Within a marriage both partners need to possess certain qualities for the relationship to be successful. Both partners should be able to accept the other as he or she is and be willing to share and grow with their partner. Each person within the marriage must learn to become unselfish, to not always think of themselves and they must also learn to be generous with their time and affection. Couples may go through a long and sometimes painful process of learning. This may test them which will in turn help to deepen the love they have for each other.
Within a Christian marriage each partner must be faithful to the vows they made during their nuptial ceremony. The couple must work at their marriage to ensure exclusive faithfulness. Extra marital sex violates the promise of faithfulness within marriage. “By its very nature conjugal love requires the inviolable fidelity of the spouses.”(Catechism)
In the case of unmarried people it fails to be a sign of the sacrament. For this reason, the Catholic Church and other Christian groups forbid sexual relations outside marriage. “The fact is that such liaisons can scarcely ensure mutual sincerity and fidelity in a relationship between a man and a woman, nor, especially, can they protect it from inconstancy of desires or whim.”(Catechism)
Some liberal Christians believe sex before marriage is acceptable as long as the couple love each other, they are in long-term relationship and they intend to marry eventually. This idea is based on Jesus’ teachings about love. The Church of England’s Board of responsibility in 1995 “Something to Celebrate” said that cohabiting couples should be welcomed and supported by the Church “recognising that for many this is a step along the way to the fuller commitment of marriage.” These views are similar to those of Quakers and Methodists.
In the Catholic Church marriage is considered to be pro-creative. In living out their vows Roman Catholics need to think about responsible parenthood. Birth control is part of a Catholic Marriage. The Catholic Church objects to all ‘unnatural’ forms of contraception. “Contraception is considered a sin as it adds an artificial element to a natural, loving act, and in doing so it removes God from the act of procreation.”(). The Church encourages only natural family planning; “These methods respect the bodies of the spouses, encourage tenderness between them and favour the education of an authentic freedom.” (Catechism). The Catholic couple also have a responsibility to give their children spiritual guidance. This can include bringing them to mass and praying with them. They also have the responsibility of teaching their children to become good Christians.
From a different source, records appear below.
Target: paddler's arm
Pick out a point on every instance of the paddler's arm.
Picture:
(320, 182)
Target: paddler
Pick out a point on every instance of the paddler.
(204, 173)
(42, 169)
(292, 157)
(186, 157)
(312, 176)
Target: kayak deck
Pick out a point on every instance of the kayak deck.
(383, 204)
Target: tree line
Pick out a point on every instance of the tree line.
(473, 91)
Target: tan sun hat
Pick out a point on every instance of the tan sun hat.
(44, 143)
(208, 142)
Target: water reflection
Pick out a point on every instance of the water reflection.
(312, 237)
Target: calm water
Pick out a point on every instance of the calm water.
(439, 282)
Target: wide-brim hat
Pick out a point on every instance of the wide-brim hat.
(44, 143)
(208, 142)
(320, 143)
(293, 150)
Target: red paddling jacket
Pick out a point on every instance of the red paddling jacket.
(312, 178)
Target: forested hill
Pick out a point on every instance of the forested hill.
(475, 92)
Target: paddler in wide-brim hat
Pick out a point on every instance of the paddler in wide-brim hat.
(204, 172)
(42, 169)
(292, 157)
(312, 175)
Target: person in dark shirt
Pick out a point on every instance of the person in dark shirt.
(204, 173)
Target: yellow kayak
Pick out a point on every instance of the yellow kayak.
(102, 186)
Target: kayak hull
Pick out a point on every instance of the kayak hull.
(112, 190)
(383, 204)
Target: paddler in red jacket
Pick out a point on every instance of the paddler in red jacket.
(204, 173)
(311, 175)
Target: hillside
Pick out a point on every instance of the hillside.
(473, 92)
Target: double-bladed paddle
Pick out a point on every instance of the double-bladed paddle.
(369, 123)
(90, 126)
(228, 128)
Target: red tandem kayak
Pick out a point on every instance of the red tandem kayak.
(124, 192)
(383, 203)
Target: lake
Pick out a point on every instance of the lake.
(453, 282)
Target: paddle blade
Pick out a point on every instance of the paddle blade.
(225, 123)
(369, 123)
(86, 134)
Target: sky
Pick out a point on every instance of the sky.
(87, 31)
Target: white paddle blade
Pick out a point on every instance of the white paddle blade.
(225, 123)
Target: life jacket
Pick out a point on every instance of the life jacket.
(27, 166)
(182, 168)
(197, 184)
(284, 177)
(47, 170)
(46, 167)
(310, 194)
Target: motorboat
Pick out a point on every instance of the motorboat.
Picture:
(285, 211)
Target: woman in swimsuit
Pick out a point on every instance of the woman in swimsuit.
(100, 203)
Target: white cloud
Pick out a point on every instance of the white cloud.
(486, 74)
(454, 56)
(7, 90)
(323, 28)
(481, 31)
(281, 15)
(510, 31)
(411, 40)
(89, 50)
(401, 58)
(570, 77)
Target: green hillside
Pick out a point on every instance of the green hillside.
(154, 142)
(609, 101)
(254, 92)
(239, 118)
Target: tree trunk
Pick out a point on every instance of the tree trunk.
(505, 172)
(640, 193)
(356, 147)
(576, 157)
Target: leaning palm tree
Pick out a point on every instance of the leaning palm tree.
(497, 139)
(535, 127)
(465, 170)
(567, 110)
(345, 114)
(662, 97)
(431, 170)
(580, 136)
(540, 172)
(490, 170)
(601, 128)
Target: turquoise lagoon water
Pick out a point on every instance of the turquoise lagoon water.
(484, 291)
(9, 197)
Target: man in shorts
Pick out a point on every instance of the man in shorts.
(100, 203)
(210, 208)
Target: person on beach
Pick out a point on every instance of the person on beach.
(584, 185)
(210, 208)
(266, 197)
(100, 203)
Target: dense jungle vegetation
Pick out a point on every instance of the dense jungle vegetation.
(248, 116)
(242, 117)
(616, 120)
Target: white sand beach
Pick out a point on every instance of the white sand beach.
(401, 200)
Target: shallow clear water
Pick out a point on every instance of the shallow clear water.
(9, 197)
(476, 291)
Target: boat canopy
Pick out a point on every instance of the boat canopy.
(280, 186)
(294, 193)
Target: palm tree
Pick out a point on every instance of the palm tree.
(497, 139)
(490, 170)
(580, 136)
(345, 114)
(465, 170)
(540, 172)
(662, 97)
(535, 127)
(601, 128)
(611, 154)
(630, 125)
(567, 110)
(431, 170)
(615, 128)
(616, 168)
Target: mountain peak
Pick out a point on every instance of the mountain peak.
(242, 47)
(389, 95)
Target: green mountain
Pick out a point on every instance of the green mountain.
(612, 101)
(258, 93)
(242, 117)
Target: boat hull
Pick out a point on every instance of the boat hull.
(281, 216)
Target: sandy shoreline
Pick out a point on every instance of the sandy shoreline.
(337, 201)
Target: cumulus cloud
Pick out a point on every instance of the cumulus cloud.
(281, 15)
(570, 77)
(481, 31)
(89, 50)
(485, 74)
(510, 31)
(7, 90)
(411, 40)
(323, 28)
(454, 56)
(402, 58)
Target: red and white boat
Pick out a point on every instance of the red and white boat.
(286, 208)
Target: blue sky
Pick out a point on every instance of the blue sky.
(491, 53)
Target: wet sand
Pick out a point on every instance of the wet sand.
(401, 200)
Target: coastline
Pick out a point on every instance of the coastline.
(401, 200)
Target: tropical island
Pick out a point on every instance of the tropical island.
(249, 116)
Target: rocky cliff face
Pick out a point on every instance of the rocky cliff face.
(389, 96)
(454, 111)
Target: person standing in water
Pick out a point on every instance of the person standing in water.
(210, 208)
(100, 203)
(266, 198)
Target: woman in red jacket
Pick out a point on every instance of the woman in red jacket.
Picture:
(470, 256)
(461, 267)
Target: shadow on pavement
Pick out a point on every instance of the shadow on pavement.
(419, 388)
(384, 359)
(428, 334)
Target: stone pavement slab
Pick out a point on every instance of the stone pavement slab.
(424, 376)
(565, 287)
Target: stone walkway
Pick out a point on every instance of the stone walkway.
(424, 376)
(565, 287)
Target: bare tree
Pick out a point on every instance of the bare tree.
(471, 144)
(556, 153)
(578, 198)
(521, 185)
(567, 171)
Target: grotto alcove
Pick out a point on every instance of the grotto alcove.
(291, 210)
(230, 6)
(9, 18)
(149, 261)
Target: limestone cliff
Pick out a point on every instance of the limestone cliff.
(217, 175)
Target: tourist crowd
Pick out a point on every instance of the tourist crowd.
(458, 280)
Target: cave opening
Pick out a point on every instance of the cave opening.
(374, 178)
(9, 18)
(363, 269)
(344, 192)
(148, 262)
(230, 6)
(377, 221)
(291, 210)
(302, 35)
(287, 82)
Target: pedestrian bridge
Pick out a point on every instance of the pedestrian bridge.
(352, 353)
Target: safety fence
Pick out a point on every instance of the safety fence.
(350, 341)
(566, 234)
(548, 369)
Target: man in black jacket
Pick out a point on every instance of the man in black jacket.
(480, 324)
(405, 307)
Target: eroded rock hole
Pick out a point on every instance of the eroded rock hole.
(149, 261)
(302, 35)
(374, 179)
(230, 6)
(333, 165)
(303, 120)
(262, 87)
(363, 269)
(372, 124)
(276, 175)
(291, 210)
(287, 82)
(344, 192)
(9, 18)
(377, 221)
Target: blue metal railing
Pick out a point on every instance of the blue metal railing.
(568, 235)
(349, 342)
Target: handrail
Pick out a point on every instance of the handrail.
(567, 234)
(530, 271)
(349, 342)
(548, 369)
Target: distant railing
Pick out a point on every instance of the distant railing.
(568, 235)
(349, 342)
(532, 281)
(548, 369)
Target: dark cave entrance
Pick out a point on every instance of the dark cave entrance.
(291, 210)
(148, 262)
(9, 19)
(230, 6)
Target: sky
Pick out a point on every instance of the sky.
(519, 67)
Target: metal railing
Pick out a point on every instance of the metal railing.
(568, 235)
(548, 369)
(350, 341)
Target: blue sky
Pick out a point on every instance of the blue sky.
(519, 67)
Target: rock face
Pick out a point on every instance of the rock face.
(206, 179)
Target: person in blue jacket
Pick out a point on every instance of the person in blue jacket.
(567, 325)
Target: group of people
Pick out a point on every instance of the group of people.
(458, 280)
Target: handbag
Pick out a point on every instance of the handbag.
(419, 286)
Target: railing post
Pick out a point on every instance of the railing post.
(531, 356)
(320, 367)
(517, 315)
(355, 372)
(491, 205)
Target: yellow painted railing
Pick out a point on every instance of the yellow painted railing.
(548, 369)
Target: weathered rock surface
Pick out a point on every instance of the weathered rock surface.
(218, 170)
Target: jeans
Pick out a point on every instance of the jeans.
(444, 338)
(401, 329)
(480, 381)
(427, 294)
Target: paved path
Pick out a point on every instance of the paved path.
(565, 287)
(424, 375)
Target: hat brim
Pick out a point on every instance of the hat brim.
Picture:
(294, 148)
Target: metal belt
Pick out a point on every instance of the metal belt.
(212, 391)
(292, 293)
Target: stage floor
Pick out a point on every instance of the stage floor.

In a Christian marriage the couple should remember that their love affects all those around them including their family and the wider community. It should be a two way ministry between the couple and the community. To do this the couple must make an effort to get involved in different aspects of the community. This may include bringing children to mass and contributing to community life. A couple may also share problems and experiences with other members of the community, offering advice and support. They may also support any projects taking place within the parish and offer support to the local priest. In committing themselves to each other a married couple form a new community in society. However, circumstances can threaten this commitment. A couple may be faced with unemployment, poverty and a lack of the ability to communicate.
The love between a husband and wife is a life-giving love. It flows outwards and for most couples this is seen in parenthood. As a married couple they must follow the vocation God has given them. This includes helping any children they might have to grow as God would want them to. A couple’s love should be outgoing and extend beyond the family itself to the wider community. However, it is very difficult to live out the marriage vows in today’s world. We now live in a society obsessed by materialistic things and sometimes couples are not prepared to spend time working on a marriage. They may give up without trying to resolve issues with their partner. Married couples breakdown for many different reasons. One or both of the partners may be too focused on their career and in turn may not spend enough time building up a marital relationship. One or more of the partners may commit adultery and trust may be lost between the couple. They may find it hard to forgive their spouse and this can lead to the breakdown of a marriage.
For many different reasons a couple may find the only answer is divorce. Protestant Churches believe divorce may occur if a marriage goes wrong and there is no chance of bringing a couple back together. God is always prepared to forgive if we are determined to live a new life. Orthodox Christians accept divorce and can remarry but they will not be given a full marriage ceremony. The Church of England will accept divorce but will not officially remarry divorced people. The Catholic Church does not recognise divorce, “Divorce is a grave offence against the natural law. It claims to break the contract, to which spouses freely consented, to live with each other till death.” (Catechism)
However the Catholic Church does recognise annulments. This is a cancellation of marriage and a declaration that marriage never took place. Unlike divorce which says a marriage has broken down, an annulment claims there was no real marriage to begin with. There are several reasons when annulment may take place, such as: one of the couple did not understand the vows, one or both of the couple was forced to marry or one or both never intended to remain faithful.
These teachings do affect a couple’s life. Not only do the couple have to think of themselves but of the wider community and the children they might have. They have the responsibility to live how God wants them and fulfil their vocation in marriage.